The bad news is you won’t get a tax refund from the IRS this year. The worse news is you will be writing Uncle Sam a large check.
But why? Didn’t we get a tax cut this year?
I will get to that in a moment but first let’s talk about a financial planner’s view of tax withholding.
Zero Due—In Theory
If you always get a tax refund, you are not having the correct amount withheld from your paycheck each month. Really you are making an interest free loan to the government in order to get a large refund.
On the other hand, if you always write a check on April 15th then you are not setting aside enough throughout the year for your taxes.
A financial planner would advise you to try to owe zero each year; not too much either way. Like you, I tended to ignore this advice and enjoyed a large refund. Sadly, those days are gone.
Trump Tax Cut
Trump did two things that will rock your fiscal world.
First, he reduced the amount withheld for Federal Taxes each month. This resulted in you having more take-home pay in 2018. Tax rates were cut; in addition, however, some deductions were also limited or abolished. This leads to the second point.
Second, a cap was placed on the deductibility of local taxes. This cap is $10,000. If you live in states that voted for Hillary, then you are likely in trouble.

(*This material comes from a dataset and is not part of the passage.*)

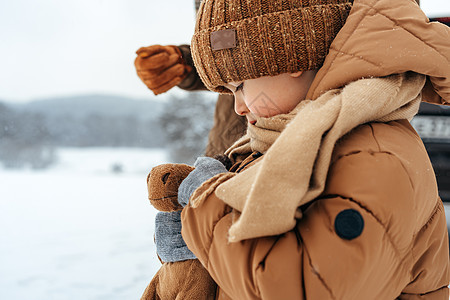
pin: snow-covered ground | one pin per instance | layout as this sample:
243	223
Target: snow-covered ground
78	230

If you live on either Coast: California, Oregon, Washington, New York, New Jersey, etc. then buckle-up. If you are employed and own a home, you will hit the $10K limit. Here’s how it works.
|Line 5a||Supposed you had $6,500 withheld from your wages for California Payroll Tax and State Disability|
|Line 5b||You paid $4,578 in property taxes on your house in 2018|
|Line 5c||Remember the portion of your DMV bill that is deductible?|
|Line 5d||Congratulations, you are above the $10K limit|
You now owe Federal Income Taxes on anything above the $10K limit. In the past all this was deductible. This was viewed as a subsidy to people living in high tax states. Why? Because the state could tax the snot out of you and the Feds allowed this taxation to be deductible. Thus, it awarded high local taxation.
The only other items on the Schedule A are Mortgage Interest and Charitable Giving. Unless these two are more than $14,000, you and the wife will get the standard deduction of $24K.
Also missing from the new Schedule A is Unreimbursed employee expenses—job travel, union dues, job education.
Also gone from the Form 1040 is the Individual Deduction.
If you are married, you can claim the Standard Deduction $24K plus a tax credit of $2K per child and that’s about it.
Last year between itemized and the individual deductions, a client was able to deduct $42K off their gross income. This year for the same client deductions total only $26K ( Standard Deduction plus one child). The one-year difference on the Schedule A is $18K. The net result of all tax changes is that their taxable income increase $22K over last year. Thus on April 15th, their refund is gone, and instead they get to write a large check to Uncle Sam.
In 2018, you did enjoy more take home pay with the new and lower tax withholding. Under the new tax tables, the couple in the example above got about $250 more in their paychecks each month; but clearly, they need to visit their HR department and have more withheld in 2019 if they don’t want to write another large check next year.